Selon l’institution financière internationale, la dégradation de la conjoncture est principalement liée au conflit au Moyen-Orient, dont les conséquences se répercutent sur les marchés énergétiques mondiaux, les chaînes d’approvisionnement et les conditions financières internationales.
La Banque mondiale souligne que les prévisions de croissance ont été abaissées pour près des deux tiers des économies de la planète. Même si une reprise à 2,8 % est attendue en 2027, le rythme restera inférieur à celui observé au cours de la décennie précédente.
Une envolée des prix de l’énergie
La fermeture du détroit d’Ormuz a fortement perturbé les échanges pétroliers mondiaux. Selon les projections de la Banque mondiale, le prix moyen du baril de Brent devrait atteindre 94 dollars en 2026, soit une hausse de 36 % par rapport à l’année précédente.
Cette augmentation des prix de l’énergie entraîne également une flambée du coût des engrais, avec des répercussions directes sur les prix alimentaires à travers le monde. L’inflation mondiale devrait ainsi remonter à 4 % en 2026 contre 3,3 % en 2025.
Les risques demeurent particulièrement élevés. En cas d’aggravation des perturbations énergétiques ou de tensions financières plus importantes, la croissance mondiale pourrait chuter à seulement 1,3 % tandis que l’inflation atteindrait 4,4 %.
Les pays en développement en première ligne
La Banque mondiale estime que les économies en développement seront parmi les plus exposées. Leur croissance devrait reculer de 4,4 % en 2025 à 3,6 % en 2026, soit le niveau le plus faible observé depuis la fin de la pandémie.

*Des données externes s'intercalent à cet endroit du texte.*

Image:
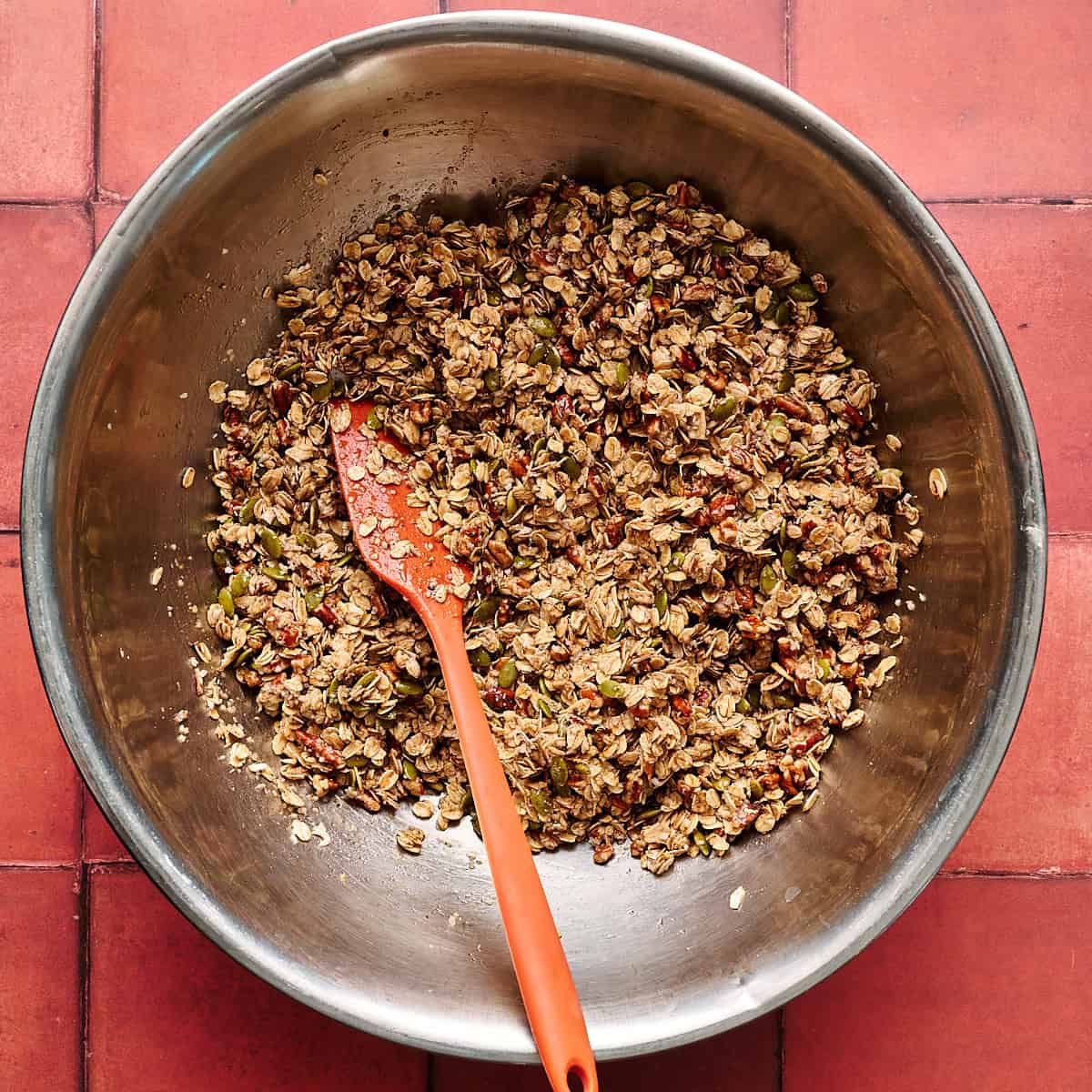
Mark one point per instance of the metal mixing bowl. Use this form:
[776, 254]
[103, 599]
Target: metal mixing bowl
[453, 112]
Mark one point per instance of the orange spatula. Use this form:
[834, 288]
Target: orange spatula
[420, 568]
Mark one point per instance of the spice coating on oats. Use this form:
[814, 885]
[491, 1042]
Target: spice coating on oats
[623, 414]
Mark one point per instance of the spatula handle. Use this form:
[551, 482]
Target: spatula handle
[541, 971]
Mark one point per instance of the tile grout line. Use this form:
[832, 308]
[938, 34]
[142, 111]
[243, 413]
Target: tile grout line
[85, 1013]
[38, 866]
[998, 874]
[96, 102]
[781, 1048]
[789, 48]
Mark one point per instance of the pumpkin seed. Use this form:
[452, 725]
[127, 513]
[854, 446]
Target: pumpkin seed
[271, 543]
[227, 602]
[543, 327]
[480, 659]
[560, 773]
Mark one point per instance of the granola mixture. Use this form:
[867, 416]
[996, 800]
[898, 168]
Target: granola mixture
[626, 414]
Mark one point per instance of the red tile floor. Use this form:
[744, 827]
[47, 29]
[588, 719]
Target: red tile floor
[986, 982]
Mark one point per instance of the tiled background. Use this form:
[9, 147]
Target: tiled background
[986, 982]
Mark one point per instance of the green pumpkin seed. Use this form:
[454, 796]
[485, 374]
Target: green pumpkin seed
[271, 543]
[539, 802]
[480, 659]
[789, 562]
[724, 409]
[768, 579]
[543, 327]
[560, 773]
[486, 611]
[776, 420]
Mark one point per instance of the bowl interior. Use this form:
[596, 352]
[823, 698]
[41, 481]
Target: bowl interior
[452, 119]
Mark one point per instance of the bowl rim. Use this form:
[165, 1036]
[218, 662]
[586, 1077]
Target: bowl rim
[956, 804]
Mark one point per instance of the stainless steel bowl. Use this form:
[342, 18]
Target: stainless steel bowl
[451, 113]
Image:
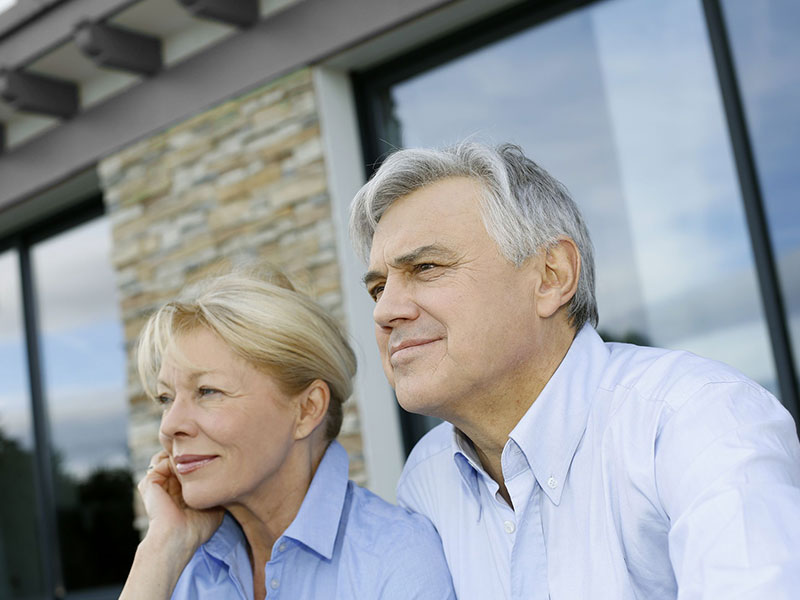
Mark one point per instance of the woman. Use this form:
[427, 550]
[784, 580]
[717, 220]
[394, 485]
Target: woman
[250, 496]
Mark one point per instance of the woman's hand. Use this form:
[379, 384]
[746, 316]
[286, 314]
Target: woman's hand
[171, 520]
[174, 534]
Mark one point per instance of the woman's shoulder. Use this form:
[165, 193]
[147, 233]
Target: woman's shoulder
[383, 527]
[401, 549]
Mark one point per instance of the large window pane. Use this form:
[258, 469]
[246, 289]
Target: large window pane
[20, 558]
[620, 102]
[84, 379]
[766, 48]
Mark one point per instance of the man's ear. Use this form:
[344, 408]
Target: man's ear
[560, 271]
[313, 407]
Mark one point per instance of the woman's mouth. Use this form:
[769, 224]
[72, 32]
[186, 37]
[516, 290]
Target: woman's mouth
[188, 463]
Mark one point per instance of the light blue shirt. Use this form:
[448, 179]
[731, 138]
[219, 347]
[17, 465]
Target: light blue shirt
[637, 473]
[344, 544]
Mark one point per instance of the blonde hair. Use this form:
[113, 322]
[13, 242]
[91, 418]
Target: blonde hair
[266, 322]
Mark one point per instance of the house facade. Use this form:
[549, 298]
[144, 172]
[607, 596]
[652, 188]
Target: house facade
[147, 143]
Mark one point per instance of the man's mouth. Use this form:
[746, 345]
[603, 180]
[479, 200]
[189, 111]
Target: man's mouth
[408, 347]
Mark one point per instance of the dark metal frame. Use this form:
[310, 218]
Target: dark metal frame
[370, 87]
[22, 242]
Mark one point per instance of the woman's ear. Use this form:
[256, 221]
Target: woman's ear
[313, 408]
[561, 269]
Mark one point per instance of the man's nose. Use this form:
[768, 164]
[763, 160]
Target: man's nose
[396, 302]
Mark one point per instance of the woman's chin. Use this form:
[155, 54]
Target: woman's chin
[201, 500]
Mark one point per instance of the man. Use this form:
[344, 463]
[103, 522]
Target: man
[569, 468]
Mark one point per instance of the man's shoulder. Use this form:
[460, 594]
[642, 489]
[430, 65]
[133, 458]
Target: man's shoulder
[666, 376]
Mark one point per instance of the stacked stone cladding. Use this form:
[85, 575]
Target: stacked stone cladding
[245, 179]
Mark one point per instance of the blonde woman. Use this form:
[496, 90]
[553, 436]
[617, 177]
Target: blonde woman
[250, 496]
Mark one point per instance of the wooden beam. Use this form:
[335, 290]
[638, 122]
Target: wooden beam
[118, 48]
[35, 93]
[241, 13]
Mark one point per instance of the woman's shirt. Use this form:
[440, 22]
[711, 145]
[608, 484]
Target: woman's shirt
[344, 543]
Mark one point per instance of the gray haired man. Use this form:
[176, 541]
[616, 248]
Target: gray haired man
[568, 468]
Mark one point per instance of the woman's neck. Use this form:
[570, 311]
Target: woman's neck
[266, 515]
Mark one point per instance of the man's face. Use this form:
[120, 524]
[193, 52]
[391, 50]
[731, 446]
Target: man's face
[455, 321]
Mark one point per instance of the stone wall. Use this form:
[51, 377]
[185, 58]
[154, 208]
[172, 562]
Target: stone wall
[244, 179]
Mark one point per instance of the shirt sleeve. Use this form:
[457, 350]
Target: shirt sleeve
[728, 476]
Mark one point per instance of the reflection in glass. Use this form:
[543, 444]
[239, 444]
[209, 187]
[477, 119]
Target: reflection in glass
[766, 49]
[84, 380]
[20, 559]
[620, 102]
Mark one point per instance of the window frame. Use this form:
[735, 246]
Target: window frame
[370, 86]
[23, 241]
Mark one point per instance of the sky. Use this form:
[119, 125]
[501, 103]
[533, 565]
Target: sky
[620, 101]
[82, 348]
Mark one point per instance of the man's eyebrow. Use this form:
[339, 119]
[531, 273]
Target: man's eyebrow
[429, 251]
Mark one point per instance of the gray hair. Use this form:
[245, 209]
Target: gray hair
[264, 320]
[524, 208]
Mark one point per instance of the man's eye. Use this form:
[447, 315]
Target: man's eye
[376, 292]
[424, 267]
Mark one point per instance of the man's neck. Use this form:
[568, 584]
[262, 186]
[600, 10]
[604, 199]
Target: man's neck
[489, 422]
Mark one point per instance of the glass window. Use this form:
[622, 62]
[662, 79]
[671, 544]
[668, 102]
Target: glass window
[766, 50]
[20, 557]
[83, 356]
[620, 102]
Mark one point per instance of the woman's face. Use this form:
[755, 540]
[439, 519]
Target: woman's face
[227, 427]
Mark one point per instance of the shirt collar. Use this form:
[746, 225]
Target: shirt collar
[552, 427]
[229, 546]
[317, 522]
[549, 432]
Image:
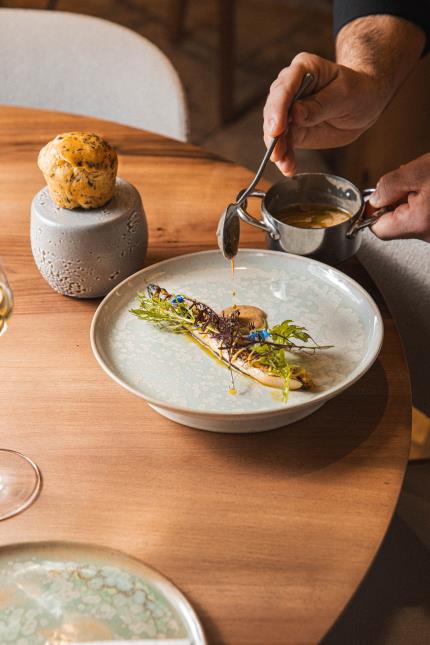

Les pays du Golfe directement concernés par le conflit devraient enregistrer les pertes les plus importantes, avec une croissance proche de zéro cette année avant un éventuel rebond à partir de 2027 grâce à la reprise des échanges commerciaux et aux efforts de reconstruction.
Dans ce contexte, le président du Groupe de la Banque mondiale, Ajay Banga, affirme que les pays en développement sont confrontés à une succession de chocs économiques depuis une décennie. Il souligne que l’institution est prête à fournir des liquidités immédiates et à renforcer son appui si la situation venait à se détériorer davantage.
Une enveloppe pouvant atteindre 100 milliards de dollars
Pour faire face aux conséquences du conflit, le Groupe de la Banque mondiale annonce la mobilisation immédiate de 50 à 60 milliards de dollars à travers différents instruments financiers existants. Une partie de ces ressources est déjà disponible pour soutenir les programmes sociaux, renforcer les capacités budgétaires des États et aider les entreprises confrontées à des difficultés de trésorerie.
Plus de trente pays collaborent actuellement avec l’institution dans le cadre de ce dispositif d’urgence. Si la crise devait se prolonger, le volume total des financements pourrait atteindre entre 80 et 100 milliards de dollars sur quinze mois.
Dette et dépendance aux matières premières au cœur des inquiétudes
Le rapport consacre également une large place aux défis budgétaires auxquels sont confrontées les économies en développement. La Banque mondiale souligne que les pays exportateurs de matières premières restent particulièrement vulnérables aux fluctuations des cours internationaux.
Elle constate également une forte progression de l’endettement public. Depuis 2010, la dette publique moyenne des économies en développement est passée de moins de 40 % à plus de 70 % du PIB.
Pour l’institution, l’amélioration de la mobilisation des recettes intérieures, la diversification économique et une gestion plus prudente de l’endettement apparaissent comme des conditions indispensables pour renforcer la résilience des pays face aux crises futures.